Riesz means of Fourier series and integrals: Strong summability at the critical index

TL;DR

This paper investigates the strong summability of spherical Riesz means of Fourier series at critical indices, establishing sharp positive results for functions in various function spaces and extending to maximal operators on Hardy spaces.

Contribution

It provides new sharp results on strong summability of Riesz means at critical indices, including endpoint bounds on maximal operators for Hardy spaces.

Findings

Almost everywhere convergence may fail at the critical index for certain functions.

Established almost sharp theorems on strong summability for functions in L^p spaces.

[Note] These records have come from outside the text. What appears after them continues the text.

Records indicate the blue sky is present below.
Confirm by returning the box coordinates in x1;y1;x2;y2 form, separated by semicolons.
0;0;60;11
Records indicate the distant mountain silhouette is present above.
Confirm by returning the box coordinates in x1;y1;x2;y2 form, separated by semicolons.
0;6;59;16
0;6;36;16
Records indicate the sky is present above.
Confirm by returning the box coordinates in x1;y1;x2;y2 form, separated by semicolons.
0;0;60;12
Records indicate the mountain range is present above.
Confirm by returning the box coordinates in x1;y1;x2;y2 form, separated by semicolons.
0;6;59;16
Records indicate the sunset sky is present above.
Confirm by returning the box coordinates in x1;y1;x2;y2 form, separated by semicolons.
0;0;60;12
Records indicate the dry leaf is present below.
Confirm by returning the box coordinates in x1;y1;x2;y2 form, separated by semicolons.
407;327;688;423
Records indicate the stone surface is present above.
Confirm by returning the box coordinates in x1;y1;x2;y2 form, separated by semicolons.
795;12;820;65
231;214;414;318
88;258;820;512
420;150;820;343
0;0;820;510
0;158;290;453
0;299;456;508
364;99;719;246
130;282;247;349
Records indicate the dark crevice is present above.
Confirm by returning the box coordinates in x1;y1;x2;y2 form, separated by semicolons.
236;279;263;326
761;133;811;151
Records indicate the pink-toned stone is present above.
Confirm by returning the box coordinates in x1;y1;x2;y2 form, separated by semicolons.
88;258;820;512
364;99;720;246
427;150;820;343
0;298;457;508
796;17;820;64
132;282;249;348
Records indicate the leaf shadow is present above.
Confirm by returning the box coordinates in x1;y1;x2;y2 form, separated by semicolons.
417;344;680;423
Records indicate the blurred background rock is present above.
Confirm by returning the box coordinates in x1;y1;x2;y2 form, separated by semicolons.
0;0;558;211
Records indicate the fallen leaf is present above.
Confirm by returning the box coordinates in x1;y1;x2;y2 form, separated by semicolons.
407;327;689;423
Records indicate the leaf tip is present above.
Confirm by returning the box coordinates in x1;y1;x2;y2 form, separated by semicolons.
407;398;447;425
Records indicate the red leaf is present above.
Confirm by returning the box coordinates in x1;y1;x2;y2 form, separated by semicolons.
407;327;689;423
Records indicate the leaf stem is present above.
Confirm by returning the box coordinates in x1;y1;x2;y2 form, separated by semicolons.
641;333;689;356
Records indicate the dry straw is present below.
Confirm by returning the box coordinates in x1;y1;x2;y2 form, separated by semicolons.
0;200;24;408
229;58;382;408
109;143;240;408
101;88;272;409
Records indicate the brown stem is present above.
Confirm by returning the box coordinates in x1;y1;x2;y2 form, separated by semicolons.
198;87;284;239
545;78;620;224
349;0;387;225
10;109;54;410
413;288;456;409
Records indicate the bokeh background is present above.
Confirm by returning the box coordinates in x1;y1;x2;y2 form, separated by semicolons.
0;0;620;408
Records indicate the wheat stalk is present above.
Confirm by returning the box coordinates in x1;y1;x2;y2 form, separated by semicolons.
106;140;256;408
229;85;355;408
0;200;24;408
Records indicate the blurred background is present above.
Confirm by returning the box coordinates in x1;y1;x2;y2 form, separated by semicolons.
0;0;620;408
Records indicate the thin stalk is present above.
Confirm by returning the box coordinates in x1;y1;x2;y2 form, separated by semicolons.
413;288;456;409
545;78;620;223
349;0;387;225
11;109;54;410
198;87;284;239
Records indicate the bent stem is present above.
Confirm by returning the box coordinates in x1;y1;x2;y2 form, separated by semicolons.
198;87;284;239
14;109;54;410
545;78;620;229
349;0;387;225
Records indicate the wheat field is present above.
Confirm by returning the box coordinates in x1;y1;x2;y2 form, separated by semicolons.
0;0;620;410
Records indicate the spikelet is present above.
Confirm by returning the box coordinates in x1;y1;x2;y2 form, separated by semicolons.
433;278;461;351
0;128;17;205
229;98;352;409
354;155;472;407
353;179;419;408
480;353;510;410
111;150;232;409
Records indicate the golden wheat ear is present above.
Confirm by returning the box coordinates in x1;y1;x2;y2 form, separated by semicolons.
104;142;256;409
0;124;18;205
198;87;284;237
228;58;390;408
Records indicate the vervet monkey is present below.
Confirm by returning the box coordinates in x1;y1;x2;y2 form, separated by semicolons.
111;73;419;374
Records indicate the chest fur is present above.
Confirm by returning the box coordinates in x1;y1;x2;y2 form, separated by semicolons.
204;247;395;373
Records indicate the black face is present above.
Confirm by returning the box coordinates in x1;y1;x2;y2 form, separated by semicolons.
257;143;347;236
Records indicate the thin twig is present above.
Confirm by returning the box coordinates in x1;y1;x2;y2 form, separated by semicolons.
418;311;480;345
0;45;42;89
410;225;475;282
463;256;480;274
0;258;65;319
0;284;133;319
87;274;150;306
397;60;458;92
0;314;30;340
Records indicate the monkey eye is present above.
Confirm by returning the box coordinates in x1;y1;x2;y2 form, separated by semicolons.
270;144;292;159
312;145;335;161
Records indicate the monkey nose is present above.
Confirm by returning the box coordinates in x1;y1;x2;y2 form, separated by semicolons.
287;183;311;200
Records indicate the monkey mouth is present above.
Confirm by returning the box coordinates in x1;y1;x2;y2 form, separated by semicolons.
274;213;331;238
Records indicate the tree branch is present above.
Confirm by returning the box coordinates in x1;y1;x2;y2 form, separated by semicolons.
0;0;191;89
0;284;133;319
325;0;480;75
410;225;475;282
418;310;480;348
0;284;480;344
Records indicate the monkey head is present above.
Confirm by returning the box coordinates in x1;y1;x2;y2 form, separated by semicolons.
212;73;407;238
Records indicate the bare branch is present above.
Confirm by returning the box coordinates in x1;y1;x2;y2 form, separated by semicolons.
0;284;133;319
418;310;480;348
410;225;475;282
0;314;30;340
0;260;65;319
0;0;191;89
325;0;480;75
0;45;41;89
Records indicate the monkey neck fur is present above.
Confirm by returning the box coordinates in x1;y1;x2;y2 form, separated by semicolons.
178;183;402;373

Derived endpoint bounds for maximal operators on Hardy spaces.

Abstract

We consider spherical Riesz means of multiple Fourier series and some generalizations. While almost everywhere convergence of Riesz means at the critical index $(d-1)/2$ may fail for functions in the Hardy space $h^1(\mathbb T^d)$, we prove sharp positive results for strong summability almost everywhere. For functions in $L^p(\mathbb T^d)$, $1<p<2$, we consider Riesz means at the critical index $d(1/p-1/2)-1/2$ and prove an almost sharp theorem on strong summability. The results follow via transference from corresponding results for Fourier integrals. We include an endpoint bound on maximal operators associated with generalized Riesz means on Hardy spaces $H^p(\mathbb R^d)$ for $0<p<1$.